Provenzano che stai a di'?
L’esponente del Pd contro l’economia di guerra dell’Europa in difesa di Kyiv
“La guerra è pace” è uno degli slogan incisi sulla facciata del ministero della Verità del romanzo 1984 di George Orwell. Sull’Ucraina, ogni volta che in modo innocente qualche responsabile politico si mette in bocca la parola “pace”, in realtà vuole dire “guerra”. Che ne sia consapevole o no.
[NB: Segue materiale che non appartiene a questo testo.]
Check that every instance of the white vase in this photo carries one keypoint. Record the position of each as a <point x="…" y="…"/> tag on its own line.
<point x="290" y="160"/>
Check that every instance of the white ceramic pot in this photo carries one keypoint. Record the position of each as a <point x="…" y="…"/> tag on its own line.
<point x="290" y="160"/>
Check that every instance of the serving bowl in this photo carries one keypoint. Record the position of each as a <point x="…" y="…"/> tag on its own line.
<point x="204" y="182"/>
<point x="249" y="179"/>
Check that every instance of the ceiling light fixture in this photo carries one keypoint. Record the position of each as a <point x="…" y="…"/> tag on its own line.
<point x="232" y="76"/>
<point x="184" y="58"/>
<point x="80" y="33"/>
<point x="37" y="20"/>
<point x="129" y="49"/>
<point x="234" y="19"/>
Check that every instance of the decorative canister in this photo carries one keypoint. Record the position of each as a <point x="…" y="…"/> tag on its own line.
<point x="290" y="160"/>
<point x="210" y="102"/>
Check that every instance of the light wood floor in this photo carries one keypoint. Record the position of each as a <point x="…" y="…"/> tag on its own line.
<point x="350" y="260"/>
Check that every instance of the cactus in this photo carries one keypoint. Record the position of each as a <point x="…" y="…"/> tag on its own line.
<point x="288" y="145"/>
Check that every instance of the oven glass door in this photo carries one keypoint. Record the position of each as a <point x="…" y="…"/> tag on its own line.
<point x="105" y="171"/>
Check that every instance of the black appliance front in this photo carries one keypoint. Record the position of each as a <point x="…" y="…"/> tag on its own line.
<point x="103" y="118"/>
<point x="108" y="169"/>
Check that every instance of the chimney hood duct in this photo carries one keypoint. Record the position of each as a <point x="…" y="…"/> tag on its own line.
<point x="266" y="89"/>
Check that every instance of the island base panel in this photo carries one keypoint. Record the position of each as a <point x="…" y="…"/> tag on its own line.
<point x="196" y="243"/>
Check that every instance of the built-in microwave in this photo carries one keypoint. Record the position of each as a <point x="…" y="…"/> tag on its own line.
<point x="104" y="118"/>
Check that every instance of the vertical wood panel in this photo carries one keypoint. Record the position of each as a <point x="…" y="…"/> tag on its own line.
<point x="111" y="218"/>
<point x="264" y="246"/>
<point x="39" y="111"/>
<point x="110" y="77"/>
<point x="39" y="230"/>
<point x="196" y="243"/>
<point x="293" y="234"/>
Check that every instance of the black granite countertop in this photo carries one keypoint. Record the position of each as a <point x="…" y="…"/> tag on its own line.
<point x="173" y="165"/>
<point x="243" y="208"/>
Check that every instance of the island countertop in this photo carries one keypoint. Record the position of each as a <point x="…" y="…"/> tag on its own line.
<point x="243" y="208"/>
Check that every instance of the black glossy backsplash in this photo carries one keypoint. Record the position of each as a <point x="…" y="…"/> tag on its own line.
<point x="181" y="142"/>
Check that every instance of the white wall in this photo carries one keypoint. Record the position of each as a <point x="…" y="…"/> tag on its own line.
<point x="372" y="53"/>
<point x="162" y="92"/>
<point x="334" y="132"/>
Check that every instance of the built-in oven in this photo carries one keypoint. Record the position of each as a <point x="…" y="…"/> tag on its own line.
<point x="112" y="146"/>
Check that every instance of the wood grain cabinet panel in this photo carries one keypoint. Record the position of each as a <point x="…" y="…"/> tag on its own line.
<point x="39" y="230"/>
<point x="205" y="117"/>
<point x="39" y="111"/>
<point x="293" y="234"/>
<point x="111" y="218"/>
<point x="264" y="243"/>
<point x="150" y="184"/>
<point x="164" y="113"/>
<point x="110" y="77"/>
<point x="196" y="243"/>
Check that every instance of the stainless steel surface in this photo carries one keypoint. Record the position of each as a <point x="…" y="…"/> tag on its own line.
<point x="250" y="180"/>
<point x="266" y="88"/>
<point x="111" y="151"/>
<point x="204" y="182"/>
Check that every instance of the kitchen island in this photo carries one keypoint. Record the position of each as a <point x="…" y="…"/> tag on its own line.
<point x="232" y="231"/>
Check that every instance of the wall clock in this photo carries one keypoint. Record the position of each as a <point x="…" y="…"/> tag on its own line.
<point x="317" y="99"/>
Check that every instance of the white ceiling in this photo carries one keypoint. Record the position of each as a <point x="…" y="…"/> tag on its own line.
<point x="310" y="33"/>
Come Peppe Provenzano, che ieri si è lanciato su X in una critica da oratorio di un’intervista al presidente del Consiglio europeo, Charles Michel, che promuove la necessità di “orientarsi verso un’economia di guerra” nell’Ue per aiutare l’Ucraina e difendersi dalla minaccia posta dalla Russia. “L’Europa è un progetto di pace, deve costruire un’economia per le persone, non di guerra”, ha scritto Provenzano: “La forza dell’Ue si misura sul protagonismo anche diplomatico nel mondo, non su quanti pezzi di artiglieria produce”.
Provenzano non solo si sbaglia, ma come in 1984 realizza l’inversione della verità del Socing. La verità è che l’Europa si è disarmata e la guerra è tornata. Una guerra voluta da chi si è pensato erroneamente di contenere, perfino coinvolgere, con il protagonismo diplomatico. Prima la Georgia, poi la Crimea e il Donbas, infine l’aggressione ingiustificata contro l’Ucraina, preludio della prossima guerra. La guerra la fa Putin e l’artiglieria è il solo modo per tornare alla pace vera in Ucraina e per garantirla sul resto del continente europeo da mire revansciste e imperialiste. Di artiglieria non ce n’è abbastanza per consentire ai coraggiosi soldati ucraini di non farsi massacrare dall’aggressore e domani ai lettoni o agli estoni di non farsi travolgere. Che sia per nostalgia, insipienza, ingenuità o disonestà, poco importa. Il Socing aveva altri due slogan che ben si adattano al post di Provenzano: “La libertà è schiavitù” e “l’ignoranza è forza”. La schiavitù è quella che vuole imporre Putin contro la libertà dell’Ucraina e delle democrazie. L’ignoranza altrui è la sua forza per fare la guerra in nome della pace.